In order to assign the coconut sequences to their positions on coconut chromosomes, we created a linkage map, based on a back-cross MYD × (MYD × WAT) produced and planted in Côte d’Ivoire (WAT stands for the West African Tall and MYD for the Malayan Yellow Dwarf). After DNA extraction, a legitimacy test involving fifteen microsatellite markers was performed on 320 progenies and confirmed the origin of 292 progenies, which were genotyped by GBS, along with the parents. We obtained GBS sequences from 240 progenies. The 9,459,318 variants assigned to 7904 scaffolds were initially identified by TASSEL-GBS33 pipeline and VcfHunter package34. Several filtration steps (see “Methods”) retained 8402 SNPs with less than 20% missing data per marker, assigned to 2303 scaffolds, and scored on 216 progenies with <25% missing data.

Based on recombination distances, Joinmap35 identified 16 linkage groups, corresponding to the number of chromosome pairs in coconut. Only one of them (Cn15) was made up of two weakly linked subgroups (see below).
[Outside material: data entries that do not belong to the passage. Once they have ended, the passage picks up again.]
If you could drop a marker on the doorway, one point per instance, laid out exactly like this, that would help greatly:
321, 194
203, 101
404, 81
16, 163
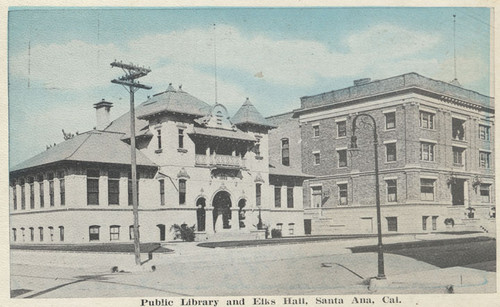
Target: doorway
200, 214
307, 226
222, 211
161, 229
457, 192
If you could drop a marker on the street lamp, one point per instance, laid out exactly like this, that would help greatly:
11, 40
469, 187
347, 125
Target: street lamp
354, 147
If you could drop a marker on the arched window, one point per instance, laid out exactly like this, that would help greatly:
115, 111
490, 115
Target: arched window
61, 233
94, 233
285, 152
41, 233
182, 191
32, 234
114, 233
51, 233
Software Scaffhunter36 was used to order markers within linkage groups while preserving scaffold integrity. We could also verify that appreciable linkage occurred only within the linkage groups identified by Joinmap (Supplementary Fig. S2). After genotyping error correction, the estimated chromosome length after error correction varied from 81 cM (Cn13) to 225 cM (Cn06), yielding a total length of 2365 cM. The number of markers per chromosome varied from 244 (Cn15) to 904 (Cn01), achieving a dense coverage of most of the coconut genome (Fig. 1a). In average, the marker density was 8.6 SNPs per Mbp.

### Segregation distortion analysis

Taking into account all chromosomes but Cn15, the percentage of heterozygotes was 47.77% ± 4.16%, close to the expected value (50.00%). Contrastingly, chromosome Cn15 presented a strong heterozygote deficit with an average percentage of only 27.5%.

Heterozygosity was maximal (≈40%) toward the ends of the chromosome and decreased linearly toward the middle (14.20%), where no markers could be identified, due to insufficient polymorphism, generating a 10.36 cM gap (Fig. 2). This is the signature of selection in favor of the pollen grains holding the allele inherited from the MYD parent at a single locus located at position 44.5 cM. The selection at the post-zygotic stage is ruled out because coconut dwarf × tall hybrids are not difficult to produce37, are high producing and nuts germinate normally38. Moreover, such pollen–pistil interaction was already observed by Sangaré in a pollen mixture experiment based on Mendelian shoot color traits39 showing that pollens from red and yellow dwarfs applied on yellow dwarf female flowers are equally efficient, but appreciably more efficient than pollen from a green or brown tall. This result differs only from ours by the selection intensity: the fitness of the pollen with the “tall” allele (0.58) is higher than in our case (0.113). The most parsimonious explanation for this difference would involve interaction between the above nuclear locus and a hypothetical cytoplasmic gene. The lack of markers around this gene prevented us from assembling this portion of the coconut sequence, however, based on the homology between Cn15 and chromosome 9 of Elaeis guineensis (see below), we determined that 18 coconut scaffolds are likely to cover 9 Mbp in the missing portion (Supplementary Data 3). The gene involved in competition is probably among the 209 protein genes they contain. Incidentally, the estimation procedure determined that the estimated length of the chromosome is 1.45 times the actual length. If this ratio can be extended to the whole coconut genome, the actual linkage map length would be only 1631 cM.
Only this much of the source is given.